Nel luglio del 2012 Padre Andrzej Halemb denunciava la superficialità dei mezzi di comunicazione occidentali nel raccontare gli avvenimenti in Siria. A un anno dall’inizio del conflitto siriano, poco “civile” e molto pilotato, apparivano su testate online italiane le prime voci di dissidenza nel panorama uniformato dell’informazione. Uniformato e sotto l’egida propagandistica americana ed europea, intendendo con quest’ultimo termine la politica al traino della Nato e i tentativi di ostentare una politica imperialista da parte del coacervo di Stati della Ue. La testimonianza di Padre Halemb, responsabile internazionale di un una organizzazione cattolica, lamentava l’indignazione dei siriani di fronte alle notizie riportate, che si sentivano “ingannati e usati” e avevano sempre più chiara la consapevolezza che l’Occidente inseguisse “unicamente i propri interessi”. Fin dal 2012 i cristiani della Siria, minoranza rilevante nel Paese, hanno compreso che si stava unicamente procedendo nella costruzione del nemico Bashar al-Assad, e quindi nella mistificazione della realtà. Padre Halemb scongiurava a tal proposito le “ volgari falsificazioni che, senza vergogna, trasformano piccole proteste in immense manifestazioni con centinaia, se non migliaia di dimostranti”, centrando un punto estremamente importante nel successivo evolversi del conflitto: ignorare completamente e volontariamente le testimonianze oculari per fidarsi di fantomatici osservatori ed attivisti che alloggiavano unicamente ai confini con la Siria e raccoglievano ipotetiche testimonianze di terzi. “In molti casi” – continuava il prelato – “le immagini fornite sarebbero fotomontaggi creati utilizzando fotografie della guerra in Iraq e di altri conflitti recenti”. Intanto Padre Halemb forniva le prime cifre: 230mila persone fuggite da Homs, altri intrappolati nella città con le vie di rifornimento completamente interrotte, 500 famiglie cristiane che avevano trovato rifugio a Marmarita, alla frontiera libanese, i greco-melchiti ridotti alla fame aiutati solo dal circuito della beneficenza.
Era il luglio 2012, gli eventi successivi e soprattutto le numerose inchieste hanno solo confermato quelle che allora sembravano congetture architettate per chissà quale motivo.
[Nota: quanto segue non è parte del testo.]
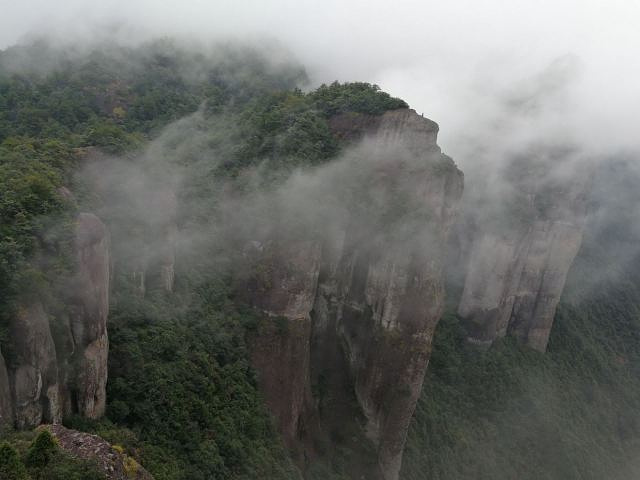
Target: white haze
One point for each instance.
(489, 72)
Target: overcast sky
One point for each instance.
(510, 67)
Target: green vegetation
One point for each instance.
(23, 457)
(358, 97)
(571, 413)
(182, 398)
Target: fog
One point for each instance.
(493, 69)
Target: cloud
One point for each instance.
(455, 61)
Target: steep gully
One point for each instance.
(349, 316)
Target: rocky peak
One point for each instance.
(61, 369)
(520, 254)
(358, 307)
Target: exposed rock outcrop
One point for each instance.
(34, 373)
(372, 285)
(518, 266)
(284, 288)
(89, 309)
(111, 460)
(59, 366)
(6, 406)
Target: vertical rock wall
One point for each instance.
(372, 286)
(59, 366)
(516, 273)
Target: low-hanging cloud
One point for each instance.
(462, 63)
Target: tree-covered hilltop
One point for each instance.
(182, 397)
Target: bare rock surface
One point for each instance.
(516, 272)
(115, 464)
(360, 302)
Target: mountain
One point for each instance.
(233, 278)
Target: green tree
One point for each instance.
(11, 467)
(42, 450)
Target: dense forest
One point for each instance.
(116, 126)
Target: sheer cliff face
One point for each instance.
(89, 311)
(517, 268)
(370, 288)
(60, 366)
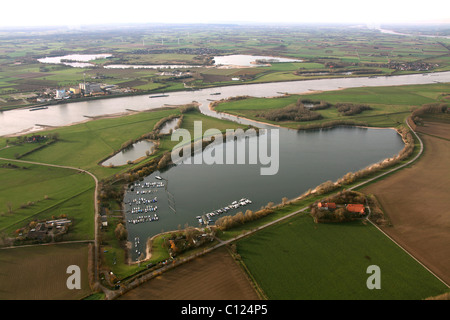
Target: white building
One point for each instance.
(60, 94)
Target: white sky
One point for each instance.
(85, 12)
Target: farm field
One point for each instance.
(325, 52)
(215, 276)
(31, 192)
(39, 272)
(300, 260)
(390, 105)
(416, 201)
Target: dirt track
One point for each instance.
(215, 276)
(417, 202)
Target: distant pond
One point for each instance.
(75, 60)
(131, 153)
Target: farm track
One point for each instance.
(243, 235)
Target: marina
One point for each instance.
(208, 217)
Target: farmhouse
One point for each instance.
(355, 208)
(49, 228)
(327, 205)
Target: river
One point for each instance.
(187, 191)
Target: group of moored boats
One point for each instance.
(205, 219)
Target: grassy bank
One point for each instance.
(389, 105)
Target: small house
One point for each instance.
(327, 205)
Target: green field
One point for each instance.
(298, 259)
(390, 105)
(36, 192)
(338, 51)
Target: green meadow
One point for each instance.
(31, 192)
(300, 260)
(390, 105)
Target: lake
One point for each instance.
(243, 60)
(131, 153)
(307, 158)
(78, 60)
(24, 121)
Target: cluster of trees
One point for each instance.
(187, 239)
(351, 177)
(316, 105)
(349, 109)
(295, 112)
(121, 232)
(331, 124)
(340, 214)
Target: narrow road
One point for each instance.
(96, 209)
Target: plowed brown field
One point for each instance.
(214, 276)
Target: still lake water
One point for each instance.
(81, 59)
(132, 153)
(243, 60)
(22, 120)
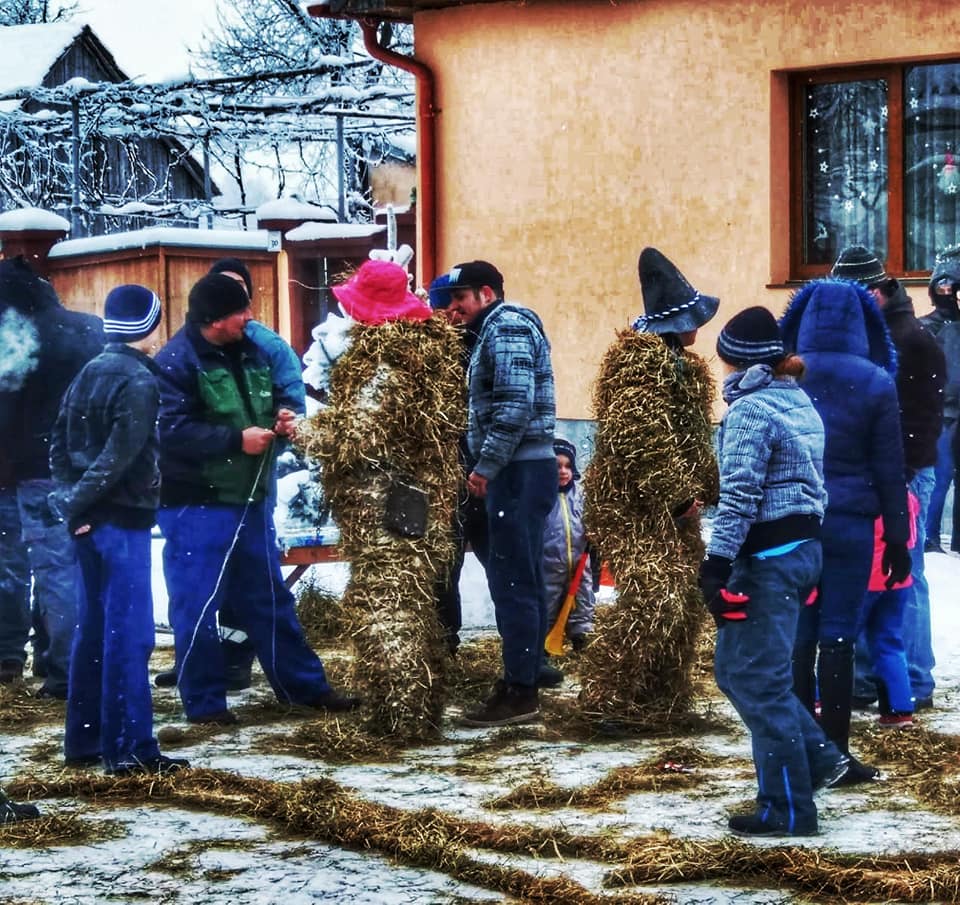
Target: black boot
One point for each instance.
(804, 680)
(508, 705)
(835, 674)
(238, 659)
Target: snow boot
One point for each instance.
(508, 705)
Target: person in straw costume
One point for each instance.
(652, 470)
(387, 446)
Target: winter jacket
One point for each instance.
(878, 578)
(564, 540)
(949, 340)
(103, 448)
(43, 346)
(770, 451)
(208, 395)
(837, 328)
(285, 367)
(510, 380)
(921, 378)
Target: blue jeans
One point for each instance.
(917, 640)
(109, 708)
(883, 613)
(55, 576)
(197, 550)
(14, 581)
(752, 668)
(519, 499)
(944, 473)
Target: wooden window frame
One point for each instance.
(894, 75)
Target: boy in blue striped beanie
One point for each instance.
(103, 455)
Eppure l’Occidente, altrove strenuo difensore dei valori cristiani, persino oggetto di dibattito acceso nella costituzione ad esempio dei simulacri europei, oggi sembra schierarsi compatto contro i nuovi terroristi, i mostri del SIIL, creature partorite dallo stesso progetto di destabilizzazione. Una contraddizione palese, tra le tante, che sembra sfuggire ai meno attenti. Forse solo malafede.



Prove di governo fondamentalista: il silenzio dell’Occidente

Il calvario dei cristiani in Siria è iniziato pochi mesi dopo l’avvio del conflitto. Completamente inosservato, taciuto, nascosto. L’arcivescovo maronita di Damasco, monsignor Samir Nassar, nel 2012 chiedeva aiuto alla comunità internazionale. Profughi, aumento del costo della vita, persone costretti a fuggire dalla Valle dei Cristiani, conosciuta come Wadi al Nasara: 150mila persone, soprattutto greco-ortodossi, vivevano nel terrore in 40 villaggi.
Il 17 dicembre 2012 “The Indipendent” (tra i pochi a fornire qualche spunto critico sul conflitto) forniva un resoconto dei primi attacchi alla città di Maalula, tragicamente oggetto di eccidi e di una lunga battaglia anche nei mesi successivi. I tentativi di rapimento dei cristiani più ricchi della comunità da parte di uomini armati appartenenti alle frange degli integralisti erano letti come il preludio di una catastrofe. Gli stessi turisti europei non erano più visti di buon occhio perché simbolo di una comunità internazionale ampiamente coinvolta nel massacro della Siria. I cristiani temevano non la guerra in sé, ma la fine del conflitto: nuovi integralismi allo sbaraglio. Nello stesso mese giungevano le prime notizie da Ras Al-Ayn, a confini con la Turchia, descritta come una cittadina tranquilla dove la gente aveva vissuto in pace grazie anche alla mediazione della Chiesa fra tutte le comunità, soprattutto arabe e curde, diventata teatro di atrocità e di morte. Nella Valle dei Cristiani, Il “fuoco delle milizie islamiste”, come viene descritto dai testimoni, avanza senza tregua. Nessun giornale sembra accorgersene, nessun programma televisivo dedica speciali. Pochi mesi dopo a Raqqa, centro al confine turco conquistato dall’ESL e dalle brigate al-Nusra e Arianna al-Sham , una bandiera issata in cima ad un pennone nel piazzale antistante il palazzo del governatore, riportava il messaggio degli integralisti: “Non c'è altro Dio che Allah e Maometto è il Messaggero di Allah”.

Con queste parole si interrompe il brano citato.